For health sciences students, clinical simulation is an important part of learning. It lets them practice on realistic mannequins known as simulators without risk to patients. And of course, their instructors' knowledge of simulation techniques is key.
On January 11, Northern Health’s Clinical Simulation Program hosted 16 nursing instructors from the College of New Caledonia (CNC) for a simulation training session.
The all-day session took place at the University Hospital of Northern British Columbia (UHNBC) in Prince George, and instructors from CNC’s Prince George and Quesnel campuses participated.
The training focused on the debriefing part of simulation education. This is when the instructor and students discuss the simulation session after it’s over, discussing what went well and areas for improvement. This is the first time a debriefing workshop has been offered by Northern Clinical Simulation.
“This session is part of the evolution of simulation use in year 2 at the CNC campuses,” says Nancy Esopenko, a CNC instructor in the Northern Collaborative Baccalaureate Nursing Program. “In 2018 we began a pilot project for students around simulation. We wanted everyone to take part in simulation during their medical or surgical rotations at UHNBC and GR Baker Hospital in Quesnel. Before this, the students’ exposure to simulation varied. We wanted all our students to learn using simulation.”
By taking this training, instructors are increasing their knowledge around simulation. This makes the sessions with students even more valuable.
“Debriefing is a very important part of simulation training and overall learning. It enhances the experience for both instructors and students. This training has given our instructors the tools to have difficult conversations,” says Nancy, who’s also Year 1 & 2 Coordinator in the nursing program. “It was very valuable to watch experienced instructors word their questions. We appreciated the chance to practice before teaching students.”

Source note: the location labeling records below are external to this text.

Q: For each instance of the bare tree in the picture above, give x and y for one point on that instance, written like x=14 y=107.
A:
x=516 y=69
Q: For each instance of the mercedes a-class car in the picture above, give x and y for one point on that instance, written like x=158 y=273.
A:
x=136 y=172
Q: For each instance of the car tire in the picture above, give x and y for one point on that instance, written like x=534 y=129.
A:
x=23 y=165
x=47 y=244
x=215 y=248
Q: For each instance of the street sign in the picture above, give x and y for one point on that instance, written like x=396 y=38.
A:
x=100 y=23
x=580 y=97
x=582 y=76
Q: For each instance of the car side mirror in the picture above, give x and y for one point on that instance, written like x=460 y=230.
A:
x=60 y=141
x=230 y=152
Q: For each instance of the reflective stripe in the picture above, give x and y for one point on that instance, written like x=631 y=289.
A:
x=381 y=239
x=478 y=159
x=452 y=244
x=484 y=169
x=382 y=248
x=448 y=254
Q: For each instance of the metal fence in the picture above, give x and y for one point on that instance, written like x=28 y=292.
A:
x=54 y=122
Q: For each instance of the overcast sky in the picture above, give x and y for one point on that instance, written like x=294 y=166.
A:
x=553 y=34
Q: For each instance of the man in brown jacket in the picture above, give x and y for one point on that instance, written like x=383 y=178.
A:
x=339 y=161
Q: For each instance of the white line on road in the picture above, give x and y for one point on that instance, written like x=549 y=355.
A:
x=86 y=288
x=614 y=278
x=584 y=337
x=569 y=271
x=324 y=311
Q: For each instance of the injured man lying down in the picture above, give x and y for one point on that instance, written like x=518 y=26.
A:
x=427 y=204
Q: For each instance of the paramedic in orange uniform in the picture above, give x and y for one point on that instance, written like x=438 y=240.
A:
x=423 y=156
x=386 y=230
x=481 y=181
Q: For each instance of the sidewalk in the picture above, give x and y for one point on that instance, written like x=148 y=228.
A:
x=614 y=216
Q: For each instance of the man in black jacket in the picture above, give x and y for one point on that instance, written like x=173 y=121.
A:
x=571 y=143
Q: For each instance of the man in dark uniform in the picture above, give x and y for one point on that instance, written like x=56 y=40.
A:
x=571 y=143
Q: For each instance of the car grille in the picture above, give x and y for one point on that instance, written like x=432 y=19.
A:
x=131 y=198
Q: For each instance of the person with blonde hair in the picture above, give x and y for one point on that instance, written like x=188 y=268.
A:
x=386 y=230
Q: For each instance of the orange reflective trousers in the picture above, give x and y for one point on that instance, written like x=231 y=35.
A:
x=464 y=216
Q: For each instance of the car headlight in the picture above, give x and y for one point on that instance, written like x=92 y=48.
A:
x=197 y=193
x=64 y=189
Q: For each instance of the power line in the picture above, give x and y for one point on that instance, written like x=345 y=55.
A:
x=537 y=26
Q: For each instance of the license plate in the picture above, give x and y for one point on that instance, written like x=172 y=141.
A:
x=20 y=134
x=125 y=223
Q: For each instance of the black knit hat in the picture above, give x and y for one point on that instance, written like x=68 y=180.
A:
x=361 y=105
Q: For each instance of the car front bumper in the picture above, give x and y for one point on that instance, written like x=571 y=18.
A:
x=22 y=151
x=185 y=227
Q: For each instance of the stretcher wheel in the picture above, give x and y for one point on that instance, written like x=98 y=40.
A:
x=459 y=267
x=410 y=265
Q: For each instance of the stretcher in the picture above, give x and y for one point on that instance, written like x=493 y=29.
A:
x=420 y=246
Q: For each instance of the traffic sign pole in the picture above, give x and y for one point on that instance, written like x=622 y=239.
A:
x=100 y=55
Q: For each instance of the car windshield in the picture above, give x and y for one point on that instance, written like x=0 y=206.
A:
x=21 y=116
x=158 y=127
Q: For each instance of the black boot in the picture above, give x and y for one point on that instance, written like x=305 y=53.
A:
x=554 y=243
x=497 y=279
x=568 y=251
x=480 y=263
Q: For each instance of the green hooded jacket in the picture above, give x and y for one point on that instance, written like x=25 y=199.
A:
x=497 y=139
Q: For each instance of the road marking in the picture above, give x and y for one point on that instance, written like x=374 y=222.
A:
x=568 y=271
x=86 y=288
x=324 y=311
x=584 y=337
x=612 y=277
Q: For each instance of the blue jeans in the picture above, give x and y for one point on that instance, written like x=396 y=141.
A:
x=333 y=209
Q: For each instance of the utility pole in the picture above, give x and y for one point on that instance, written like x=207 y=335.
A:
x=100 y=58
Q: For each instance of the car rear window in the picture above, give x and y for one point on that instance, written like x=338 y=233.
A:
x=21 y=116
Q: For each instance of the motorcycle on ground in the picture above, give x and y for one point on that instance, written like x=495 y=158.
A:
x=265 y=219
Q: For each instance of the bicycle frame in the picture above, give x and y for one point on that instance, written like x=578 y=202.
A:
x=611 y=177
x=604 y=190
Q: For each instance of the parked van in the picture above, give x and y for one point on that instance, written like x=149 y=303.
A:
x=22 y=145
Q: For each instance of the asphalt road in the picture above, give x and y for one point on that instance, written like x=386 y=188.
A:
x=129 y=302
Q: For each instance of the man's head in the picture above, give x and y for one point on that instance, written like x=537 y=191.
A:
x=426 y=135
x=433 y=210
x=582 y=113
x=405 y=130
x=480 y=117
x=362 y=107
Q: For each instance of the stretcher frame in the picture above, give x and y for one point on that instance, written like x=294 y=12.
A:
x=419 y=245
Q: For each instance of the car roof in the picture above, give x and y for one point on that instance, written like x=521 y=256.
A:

The experience has been beneficial for both new and experienced instructors: “They’re more confident in their approach and communication style,” says Nancy. “All the instructors learned new ways to engage in conversations and provide feedback. They liked playing the student role during the simulation scenarios, too – it let them see things from the student perspective.”
The commitment shown by the CNC instructors in taking part in these workshops will a go a long way in training future nurses for years to come.